The bulk of the novel involves Kaddish and Lillian’s attempts to find Pato, each in their own futile way. Kaddish is all brusque questions and tough guy tactics while Lillian spends her days drifting through administrative nightmares. And it’s here that something happens to Englander’s novel that is both unexpected and which would be wondrous if not for the way in which it demoralizes his characters. For the Poznans, the world of Argentina becomes a kind of fantasy, and Englander himself becomes its fabulist. He invokes Kafka to take a stroll around one of Borges’ fantastic libraries, but instead of lost books on mysticism, he discovers an obsession with paperwork, levels of deliberate ineptitude, and malevolent clerks that take sadistic delight in playing on the hopes and fears of those who have lost a child. While reading, the thought emerges page after page, This can’t be real, please let this not be how it really was.

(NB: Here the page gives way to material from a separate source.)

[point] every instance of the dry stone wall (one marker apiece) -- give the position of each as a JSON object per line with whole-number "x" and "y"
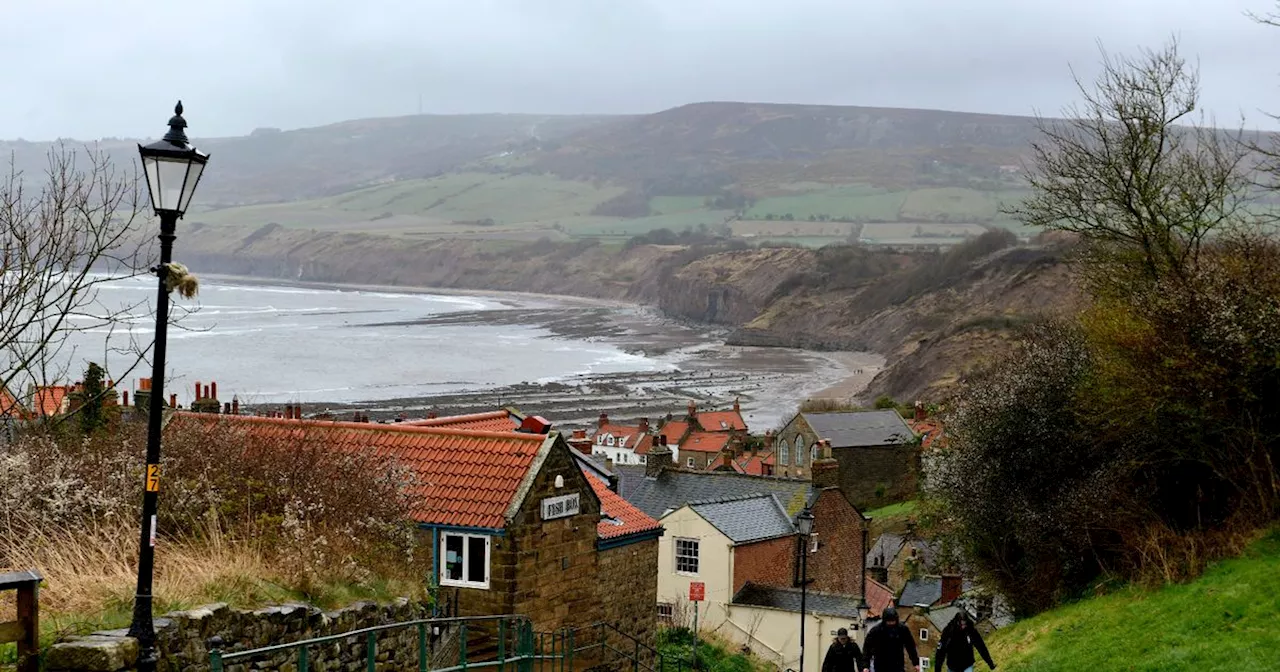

But this is what it was; the disappearance of thousands of children under a paranoid and ruthless junta that pretended that there was legitimacy and logic to its tactics. And it’s this pretense that lends the novel its awful hope, a hope that drives Lillian to near-delusion in her desperate optimism. Yet her hope emerges as a buffer to Kaddish, whose whole life seems to have been about expecting the worst – and when it finally arrives – we are surprised by his ability to do more than simply rage.
This is not an easy novel, but it is an important one. Not only is it a contemporary Jewish novel that isn’t about New York or Eastern Europe, it’s also a Jewish novel that magically shows the almost surreal condition of being Jewish, where the state of being is both tragically unlike any other, but also contains the sum of all that it means to be human. Kaddish and his family are Jewish, something that is almost accidental, except when it’s not. As one minor character, another mother who has lost a child explains: “I know that when there’s death in the air, the Jew is more susceptible, more likely to catch it.”